Il y a eu D. D. Restera jusqu’à ma mort celui qui. Le seul et unique. J’avais 21 ans et je venais de fêter mon anniversaire. Il en avait 37. Je sortais de mon hiver SIDA. Pendant deux/trois ans, je n’avais quasiment couché avec personne, trop peur de l’attraper. Ça m’avait pris l’été de mes 18 ans, j’avais rencontré un mec de 24/25 ans, un mec qui me plaisait beaucoup, super look, on va chez lui, super musique, et puis on s’embrasse, et je ne sais pas pourquoi, je l’ai trouvé maigre. Je n’ai pas pu, je lui ai dit que j’étais fatigué et j’ai fait semblant de dormir. Mon coeur battait à 200, j’étais sûr qu’il était malade. On était en 83.
Je sais, c’est complètement irrationnel mais il faut remettre en contexte: on ne savait pas grand chose du SIDA à l’époque, on savait juste que cette saloperie tournait et que ça s’attrapait en baisant. À Paris, on n’avait pas encore entendu parlé de la capote. Progressivement, mes rencontres se sont espacées. En 85, je n’ai quasiment rencontré personne.

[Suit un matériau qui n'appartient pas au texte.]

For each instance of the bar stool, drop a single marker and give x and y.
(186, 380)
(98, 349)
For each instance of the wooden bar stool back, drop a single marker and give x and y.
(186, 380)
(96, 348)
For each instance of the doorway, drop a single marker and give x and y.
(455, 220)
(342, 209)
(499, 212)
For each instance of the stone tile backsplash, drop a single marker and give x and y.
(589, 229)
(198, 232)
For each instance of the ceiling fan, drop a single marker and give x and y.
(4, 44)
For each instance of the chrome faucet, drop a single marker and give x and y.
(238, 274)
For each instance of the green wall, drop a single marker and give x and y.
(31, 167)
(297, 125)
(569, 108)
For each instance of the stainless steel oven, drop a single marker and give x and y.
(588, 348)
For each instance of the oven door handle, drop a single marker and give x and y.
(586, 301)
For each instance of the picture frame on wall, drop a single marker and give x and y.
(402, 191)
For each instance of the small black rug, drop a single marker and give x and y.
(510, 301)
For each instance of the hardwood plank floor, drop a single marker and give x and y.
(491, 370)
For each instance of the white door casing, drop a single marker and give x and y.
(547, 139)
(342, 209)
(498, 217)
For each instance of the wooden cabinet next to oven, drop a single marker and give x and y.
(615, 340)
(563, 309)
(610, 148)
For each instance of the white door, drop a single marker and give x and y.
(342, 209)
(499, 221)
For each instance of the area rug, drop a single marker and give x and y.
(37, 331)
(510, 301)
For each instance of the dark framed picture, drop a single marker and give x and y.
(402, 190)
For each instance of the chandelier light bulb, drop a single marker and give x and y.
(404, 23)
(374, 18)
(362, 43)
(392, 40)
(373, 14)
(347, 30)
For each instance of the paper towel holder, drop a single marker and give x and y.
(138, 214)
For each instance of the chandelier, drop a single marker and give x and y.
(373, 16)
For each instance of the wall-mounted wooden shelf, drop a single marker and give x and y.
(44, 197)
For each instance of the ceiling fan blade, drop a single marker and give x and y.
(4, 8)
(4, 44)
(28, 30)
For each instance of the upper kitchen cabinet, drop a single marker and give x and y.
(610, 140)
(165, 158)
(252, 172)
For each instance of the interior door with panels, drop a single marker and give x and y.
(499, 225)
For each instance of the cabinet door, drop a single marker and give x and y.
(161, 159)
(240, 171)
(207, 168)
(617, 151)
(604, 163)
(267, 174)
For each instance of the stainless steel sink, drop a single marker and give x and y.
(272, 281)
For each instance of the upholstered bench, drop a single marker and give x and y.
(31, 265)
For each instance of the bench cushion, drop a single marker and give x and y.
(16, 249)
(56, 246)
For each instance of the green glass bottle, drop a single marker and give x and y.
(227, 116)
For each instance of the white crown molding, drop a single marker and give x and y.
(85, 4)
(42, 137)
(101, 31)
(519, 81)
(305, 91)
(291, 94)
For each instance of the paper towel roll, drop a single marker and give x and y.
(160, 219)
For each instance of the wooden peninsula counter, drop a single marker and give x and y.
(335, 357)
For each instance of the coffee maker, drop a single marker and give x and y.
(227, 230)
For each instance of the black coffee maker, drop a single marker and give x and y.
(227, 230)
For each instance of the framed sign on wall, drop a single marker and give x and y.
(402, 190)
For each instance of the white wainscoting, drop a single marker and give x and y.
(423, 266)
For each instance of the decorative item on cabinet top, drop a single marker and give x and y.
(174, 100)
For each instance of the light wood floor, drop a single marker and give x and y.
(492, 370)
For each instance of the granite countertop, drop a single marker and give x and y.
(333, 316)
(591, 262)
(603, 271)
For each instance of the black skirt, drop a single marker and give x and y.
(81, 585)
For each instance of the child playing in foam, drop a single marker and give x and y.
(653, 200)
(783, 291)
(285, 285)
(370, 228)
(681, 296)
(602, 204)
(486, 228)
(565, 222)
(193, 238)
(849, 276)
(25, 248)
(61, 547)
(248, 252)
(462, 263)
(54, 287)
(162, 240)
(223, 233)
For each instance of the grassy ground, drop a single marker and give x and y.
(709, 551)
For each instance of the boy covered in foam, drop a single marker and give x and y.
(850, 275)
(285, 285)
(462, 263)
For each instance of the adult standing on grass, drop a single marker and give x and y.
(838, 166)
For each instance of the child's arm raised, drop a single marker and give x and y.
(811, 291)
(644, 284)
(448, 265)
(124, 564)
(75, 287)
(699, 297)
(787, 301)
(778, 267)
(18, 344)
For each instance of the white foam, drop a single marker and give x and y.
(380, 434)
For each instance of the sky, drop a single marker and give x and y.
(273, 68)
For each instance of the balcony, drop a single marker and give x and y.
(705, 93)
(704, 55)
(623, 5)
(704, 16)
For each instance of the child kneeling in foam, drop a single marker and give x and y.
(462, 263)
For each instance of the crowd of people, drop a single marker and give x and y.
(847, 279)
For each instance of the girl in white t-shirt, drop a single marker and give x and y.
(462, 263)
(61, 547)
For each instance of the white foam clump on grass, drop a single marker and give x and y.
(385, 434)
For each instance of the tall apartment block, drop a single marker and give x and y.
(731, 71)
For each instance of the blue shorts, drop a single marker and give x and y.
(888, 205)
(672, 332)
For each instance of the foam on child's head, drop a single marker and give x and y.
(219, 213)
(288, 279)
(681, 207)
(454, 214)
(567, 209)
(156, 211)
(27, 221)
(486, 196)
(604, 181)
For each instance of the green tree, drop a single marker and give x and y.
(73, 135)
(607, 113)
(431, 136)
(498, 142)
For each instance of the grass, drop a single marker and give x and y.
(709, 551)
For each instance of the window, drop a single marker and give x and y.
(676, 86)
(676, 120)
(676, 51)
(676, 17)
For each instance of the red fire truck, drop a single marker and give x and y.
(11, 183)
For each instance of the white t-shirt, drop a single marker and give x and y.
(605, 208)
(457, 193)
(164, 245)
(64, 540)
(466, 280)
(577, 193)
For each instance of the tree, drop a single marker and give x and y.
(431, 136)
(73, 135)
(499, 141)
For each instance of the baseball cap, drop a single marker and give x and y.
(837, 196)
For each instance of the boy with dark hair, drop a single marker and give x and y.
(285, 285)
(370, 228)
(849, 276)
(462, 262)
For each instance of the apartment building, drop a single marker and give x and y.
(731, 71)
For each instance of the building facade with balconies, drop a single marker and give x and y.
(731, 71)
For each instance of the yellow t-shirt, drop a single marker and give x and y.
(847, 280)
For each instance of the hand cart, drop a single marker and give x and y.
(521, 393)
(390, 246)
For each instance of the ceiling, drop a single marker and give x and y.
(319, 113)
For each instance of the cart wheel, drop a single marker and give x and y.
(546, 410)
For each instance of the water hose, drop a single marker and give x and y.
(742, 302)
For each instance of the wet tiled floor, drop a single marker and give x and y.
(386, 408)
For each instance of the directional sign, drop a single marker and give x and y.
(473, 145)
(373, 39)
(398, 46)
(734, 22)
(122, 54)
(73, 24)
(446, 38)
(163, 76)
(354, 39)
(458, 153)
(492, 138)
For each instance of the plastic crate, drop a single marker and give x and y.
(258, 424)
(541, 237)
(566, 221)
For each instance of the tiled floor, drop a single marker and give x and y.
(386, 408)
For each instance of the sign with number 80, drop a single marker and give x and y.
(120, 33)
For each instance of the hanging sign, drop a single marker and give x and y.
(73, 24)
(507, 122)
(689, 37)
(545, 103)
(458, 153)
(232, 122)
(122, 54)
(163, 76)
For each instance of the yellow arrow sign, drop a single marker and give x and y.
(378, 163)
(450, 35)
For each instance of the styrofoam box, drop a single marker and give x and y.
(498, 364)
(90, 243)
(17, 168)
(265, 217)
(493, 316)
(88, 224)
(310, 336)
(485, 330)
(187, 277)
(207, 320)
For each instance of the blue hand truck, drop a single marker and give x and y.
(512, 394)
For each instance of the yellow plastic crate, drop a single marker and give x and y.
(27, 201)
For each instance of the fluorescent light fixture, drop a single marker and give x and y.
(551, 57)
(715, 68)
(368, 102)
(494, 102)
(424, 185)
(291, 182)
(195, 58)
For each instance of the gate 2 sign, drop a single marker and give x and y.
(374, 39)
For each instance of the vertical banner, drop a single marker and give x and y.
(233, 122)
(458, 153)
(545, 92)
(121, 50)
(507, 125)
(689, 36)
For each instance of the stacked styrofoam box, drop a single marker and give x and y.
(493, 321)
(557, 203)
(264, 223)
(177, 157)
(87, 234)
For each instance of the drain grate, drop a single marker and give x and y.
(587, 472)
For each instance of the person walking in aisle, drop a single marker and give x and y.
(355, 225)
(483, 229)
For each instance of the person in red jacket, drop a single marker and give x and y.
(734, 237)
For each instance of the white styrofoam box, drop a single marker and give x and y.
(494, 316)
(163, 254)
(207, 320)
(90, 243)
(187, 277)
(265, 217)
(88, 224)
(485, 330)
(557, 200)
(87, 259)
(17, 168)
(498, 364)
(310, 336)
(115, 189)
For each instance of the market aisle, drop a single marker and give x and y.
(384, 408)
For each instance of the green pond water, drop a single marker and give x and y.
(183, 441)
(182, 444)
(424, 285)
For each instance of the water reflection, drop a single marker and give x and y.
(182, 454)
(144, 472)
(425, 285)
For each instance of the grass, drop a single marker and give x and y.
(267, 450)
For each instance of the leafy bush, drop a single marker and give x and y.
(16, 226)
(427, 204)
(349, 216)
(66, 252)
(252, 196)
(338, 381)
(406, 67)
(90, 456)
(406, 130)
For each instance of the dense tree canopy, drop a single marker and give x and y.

D., donc, je l’ai rencontré quand j’avais un peu mûri. Je m’étais arrêté dans un petit parc près de chez moi pour fumer une cigarette. J’étais assis sur un banc, il devait être 11 heures du soir. Il traversait le parc et est passé à côté de moi. On s’est regardés. Je l’ai trouvé âgé, ça je m’en souviens. Il avait quelque chose de viril et de masculin malgré un corps très fin, portait un pull en laine, un 501, était très BCBG. Il a fait demi tour, est venu me parler. On a bavardé pendant peut-être trente minutes, et puis il m’a donné son numéro de téléphone, et il est parti.
J’ai hésité avant de le rappeler. Un mec de cet âge, c’était peut-être bien sur le coup, mais le rappeler après coup, ça me faisait bizarre. Je l’ai quand même rappelé. On s’est vus pendant environ 6 mois. Il reste certainement celui qui a le mieux cerné ma personnalité et de qui j’ai le plus appris sans même le savoir.
Sexuellement, il était incroyablement doux, gentil. Ensemble, on faisait des ballades, de la photographie, on écoutait de la musique. Il est le premier qui a vraiment décrassé le fils de prolo que j’étais. Il m’a appris Aramis, le décors minimal avec juste ce qu’il faut et rien d’autre, les livres d’arts avec des bouts de papier pour garder des pages quand on veut dessiner quelque chose, le Bauhaus, à le regarder dans les yeux aussi, à le trouver beau et à être bien avec lui.
On se ressemblait beaucoup, finalement, je n’épilogue pas. Et durant tout ce temps, je n’ai jamais eu l’impression d’être avec un homme plus âgé.
J’ai gardé ces lettres qu’on s’échangeait, nos photos. J’aimerais D. jusqu’à la fin de mes jours avec une incroyable tendresse.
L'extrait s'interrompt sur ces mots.